Studies for a new heavy cruiser began in September 1939 similar to Wichita (CA-45), which would form the basis for this class, though her stability problem would have to be remedied. Machinery arrangement would be similar to that of the Cleveland (CL-55) class with the armored belt extending further foreward to protect against magnetic mines. Four ships were authorized on 1 July 1940; their construction was delayed due to the emphasis on light cruiser construction during the pre-war period. Sixteen more (CA-122 to 138) were ordered on 7 August 1942.
Baltimore (CA-68) was the first to commission, in April 1943; Toledo (CA-133) was the last, in July 1946. CA-122 to 129 and 138 were re-ordered in late 1942 with design changes including boiler uptakes trunked into a single funnel, shortened superstructure, repositioned directors, and smaller hangar. This became the Oregon City (CA-122) class. Fourteen Baltimore class heavy cruisers were ulitimately built, with Norfolk (CA-137) being cancelled and scrapped in August 1945.
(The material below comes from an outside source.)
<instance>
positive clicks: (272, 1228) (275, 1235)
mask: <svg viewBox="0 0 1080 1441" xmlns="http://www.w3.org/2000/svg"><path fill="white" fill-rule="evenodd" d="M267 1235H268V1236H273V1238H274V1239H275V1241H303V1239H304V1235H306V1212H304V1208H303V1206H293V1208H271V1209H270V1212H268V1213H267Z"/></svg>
Resembling the Cleveland class, the Baltimores carried three triple 8-inch/55 gun turrets (Mk12 or 15) with an elevation of 41 degrees. They were the first heavy cruisers built with the 5-inch/38 DP secondary armament. Orginally planned to have four quad 1.1-inch AA guns; this was changed to four quad 40mm AA guns during construction and this was supplemented with 20mm AA guns. Their anti-aircraft battery was only surpassed by battleships in the US fleet. This resulted in the almost sole role of these ships, being the escort of the heavy and light carriers. Of the 14 ships of the class, only Canberra suffered damage, being hit by a torpedo from a Japanese plane off Formosa during the 1945 carrier raids.
A few ships of this class went on to serve in the modern missile navy; Boston (CA-69) became the first guided missile cruiser (CAG-1) in 1952, and Camberra (CA-70) became CAG-2. Columbus (CA-74) went on to become CG-12 in 1959 and Chicago (CA-136) became CG-11 in 1958.